What girl wouldn't swoon?)

In
the end, both films warn against a future in which humans who have
become too old or bothersome are required to commit suicide in order
to, in Ebenezer Scrooge's immortal phrase, "decrease the surplus
population". Whether by slow poison amid images of nature and
classical music in Soylent Green or by lurid vapourization in
an elaborate public ceremony in Logan's Run, it's all
perfectly ghastly. And increasingly believable.

In
fact, after reading Baroness Warnock's latest contribution to the
euthanasia debate, it seems that Logan's Run must have been
one of her favourite films. She told
a Church of Scotland magazine that "If you're demented, you're
wasting people's lives -– your family's lives –- and you're
wasting the resources of the National Health Service."

She
didn't mean it in a good way.

Indeed,
she continued, not only should you have the right to commit suicide,
but you may even have a duty to do so: "I'm absolutely, fully in
agreement with the argument that if pain is insufferable, then
someone should be given help to die," she said, "but I feel
there's a wider argument that if somebody absolutely, desperately
wants to die because they're a burden to their family, or the state,
then I think they too should be allowed to die.
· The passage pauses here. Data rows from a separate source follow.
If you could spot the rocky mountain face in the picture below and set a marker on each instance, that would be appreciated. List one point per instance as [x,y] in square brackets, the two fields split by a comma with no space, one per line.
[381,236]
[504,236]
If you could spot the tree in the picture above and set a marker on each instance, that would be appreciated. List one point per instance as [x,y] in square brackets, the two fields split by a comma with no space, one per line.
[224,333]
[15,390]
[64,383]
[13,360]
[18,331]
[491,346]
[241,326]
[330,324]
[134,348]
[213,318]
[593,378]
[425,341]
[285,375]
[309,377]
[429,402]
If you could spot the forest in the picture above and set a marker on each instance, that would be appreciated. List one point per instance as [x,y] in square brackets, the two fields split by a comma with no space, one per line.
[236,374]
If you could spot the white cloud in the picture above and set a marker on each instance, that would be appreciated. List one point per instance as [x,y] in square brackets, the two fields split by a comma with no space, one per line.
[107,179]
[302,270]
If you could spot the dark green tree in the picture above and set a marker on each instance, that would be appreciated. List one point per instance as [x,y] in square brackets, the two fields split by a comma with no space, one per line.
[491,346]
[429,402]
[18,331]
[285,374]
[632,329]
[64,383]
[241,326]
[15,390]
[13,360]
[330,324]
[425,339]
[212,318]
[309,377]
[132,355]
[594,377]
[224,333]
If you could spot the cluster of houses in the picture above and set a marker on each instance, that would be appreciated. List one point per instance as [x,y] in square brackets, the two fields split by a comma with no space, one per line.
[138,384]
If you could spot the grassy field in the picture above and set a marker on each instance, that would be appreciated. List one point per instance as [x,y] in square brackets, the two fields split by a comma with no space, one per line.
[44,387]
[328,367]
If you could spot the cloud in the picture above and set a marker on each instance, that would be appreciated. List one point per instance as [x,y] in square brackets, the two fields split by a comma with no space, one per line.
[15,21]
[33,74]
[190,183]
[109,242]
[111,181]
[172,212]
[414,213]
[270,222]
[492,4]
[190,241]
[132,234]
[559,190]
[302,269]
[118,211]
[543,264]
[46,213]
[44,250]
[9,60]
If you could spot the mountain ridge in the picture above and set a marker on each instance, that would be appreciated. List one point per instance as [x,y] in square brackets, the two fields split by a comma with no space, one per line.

Actually I've just
written an article called 'A Duty to Die?' for a Norwegian
periodical. I wrote it really suggesting that there's nothing wrong
with feeling you ought to do so for the sake of others as well as
yourself."

It
makes a certain gruesome sense. If you live hedonistically in what
the tagline for Logan's Run calls "a perfect world of
total pleasure", you can't very well imagine sharing it with
folks who are old, sick, drooling or sexually unattractive. In
Logan's society, nobody is fat, ugly, or over 30. Science delivers a
life of ease and pleasure, one orderly to the point of sterility,
with all aspects of reproduction taken care of by a master computer
running elaborate laboratories. At one point, asked by a Sandman
friend whether he knows the "seed mother" of the newborn
son he views behind nursery glass, Logan replies: "Of course
not! I'm curious, not sick!" Thus fetching young things in
revealing outfits (Farrah Fawcett plays an important role here) are
free to enjoy sex in a Mall of America environment uncomplicated by
such pesky things as commitment or pregnancy.

It's
extremely disturbing, and not just because I'm looking at 30 in the
rear-view mirror. At the moment, I can afford to be glib. Thirty is
still close, though behind me; I am healthy, and I usually manage to
muddle through my days without outside assistance. I have nothing to
fear from Baroness Warnock, who'd rather that the decrepit elderly
off themselves in a selfless act of duty towards their carers and the
publicly-funded health care system.

But
when she concluded by suggesting the desirability of "licensing
people to put others down", I had a hideous vision of myself
clad in a crepe paper microskirt fleeing from an assassin in a
desperate attempt to extend my life beyond 30. Where else can such thinking
end?

Baroness
Warnock has written a scary script for Britain's National Health
Service, one which assumes that life is not worth living past the age
of constant partying. But we can't all look like Farrah Fawcett (not
a bad thing, either). Life is more than cute 20-somethings looking
clueless in tacky tight clothes. So why is this eminent ethicist
insisting on imitating bad 1970s sci-fi movies?

Brigitte
Pellerin is a writer and broadcaster based in Ottawa.